Connection matters

The Harvard Study on Adult Development followed a group of people for over 80 years to learn the foundations of human happiness. It’s the longest scientific study of its kind. And the answer is clear: good relationships.

In their book “The Good Life,” Marc S. Schulz and Robert J. Waldinger write we often assume happiness comes down to how much money we make, what job or job title we have, what our body looks like, how big an impact or contribution we’re making, or how healthy we are.

While all these things can be important, they continue, we humans are ultimately social creatures, wired for connection. At root, we need other people to survive, and the evidence is clear that both our emotional and physical well-being are tied up with the frequency and quality of our interactions with others.

And yet, contemporary society seems bent on disrupting these needs.

This is especially true for those of us in WEIRD (Western, Educated, Industrialized, Rich, and Democratic) societies who happen to spend more than our fair share of time on LinkedIn.

Our day-to-day concerns—augmented by social media FOMO, constant technological distraction, and the relentless pressure to do more and be more—encourage us to downplay the significance of relationships.

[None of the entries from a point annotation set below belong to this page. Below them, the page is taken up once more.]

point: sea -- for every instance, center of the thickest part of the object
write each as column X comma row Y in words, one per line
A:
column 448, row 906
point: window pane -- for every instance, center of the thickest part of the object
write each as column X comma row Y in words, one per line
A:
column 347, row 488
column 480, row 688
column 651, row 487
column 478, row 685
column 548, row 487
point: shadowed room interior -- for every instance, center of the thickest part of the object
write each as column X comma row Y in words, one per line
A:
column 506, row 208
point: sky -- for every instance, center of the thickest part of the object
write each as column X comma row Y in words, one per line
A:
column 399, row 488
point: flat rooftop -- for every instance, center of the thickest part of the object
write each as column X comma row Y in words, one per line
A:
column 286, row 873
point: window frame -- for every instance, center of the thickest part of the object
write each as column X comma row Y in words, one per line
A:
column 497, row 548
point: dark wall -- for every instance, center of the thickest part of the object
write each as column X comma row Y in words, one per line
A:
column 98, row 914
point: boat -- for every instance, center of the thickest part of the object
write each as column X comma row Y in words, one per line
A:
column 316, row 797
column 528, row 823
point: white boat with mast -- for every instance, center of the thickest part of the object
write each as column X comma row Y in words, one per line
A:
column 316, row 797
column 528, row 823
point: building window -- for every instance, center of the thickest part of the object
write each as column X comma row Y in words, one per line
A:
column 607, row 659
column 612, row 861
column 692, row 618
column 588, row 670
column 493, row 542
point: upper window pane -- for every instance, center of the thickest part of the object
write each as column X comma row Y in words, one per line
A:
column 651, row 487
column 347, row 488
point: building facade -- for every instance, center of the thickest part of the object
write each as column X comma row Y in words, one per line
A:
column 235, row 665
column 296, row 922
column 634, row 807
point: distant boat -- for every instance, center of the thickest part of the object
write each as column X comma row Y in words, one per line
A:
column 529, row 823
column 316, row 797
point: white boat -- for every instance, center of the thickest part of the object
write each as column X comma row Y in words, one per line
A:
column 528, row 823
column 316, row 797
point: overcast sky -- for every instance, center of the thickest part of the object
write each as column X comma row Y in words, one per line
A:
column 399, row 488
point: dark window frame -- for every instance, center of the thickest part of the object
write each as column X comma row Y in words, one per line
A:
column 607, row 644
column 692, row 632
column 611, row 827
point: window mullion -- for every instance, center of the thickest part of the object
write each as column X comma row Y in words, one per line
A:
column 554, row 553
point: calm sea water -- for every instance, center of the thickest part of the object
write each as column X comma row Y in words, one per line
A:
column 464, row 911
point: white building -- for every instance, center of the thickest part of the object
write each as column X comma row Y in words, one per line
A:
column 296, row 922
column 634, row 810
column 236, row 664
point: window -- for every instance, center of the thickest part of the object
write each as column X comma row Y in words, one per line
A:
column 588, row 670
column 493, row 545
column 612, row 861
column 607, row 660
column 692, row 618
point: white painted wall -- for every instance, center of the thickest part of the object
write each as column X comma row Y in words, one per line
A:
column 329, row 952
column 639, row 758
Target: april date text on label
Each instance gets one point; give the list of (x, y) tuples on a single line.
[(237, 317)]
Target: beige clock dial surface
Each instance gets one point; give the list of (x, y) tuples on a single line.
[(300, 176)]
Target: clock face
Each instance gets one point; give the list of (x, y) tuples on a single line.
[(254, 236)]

We assume we never have enough time, we assume that there will always be a “later.” But deep down, we know that later, when we believe we’ll have all the time in the world, is going to look an awful lot like today.

For Schulz and Waldinger, that’s the irony of contemporary success culture: The most successful people are all too often the least happy because their success usually comes at the expense of relationships and meaning.

Yet, meeting this problem means not only changing the individual actors within the system but also the system itself.

What would our workplaces and communities look like if we took relationships seriously? What would you be willing to do—or give up—to get there?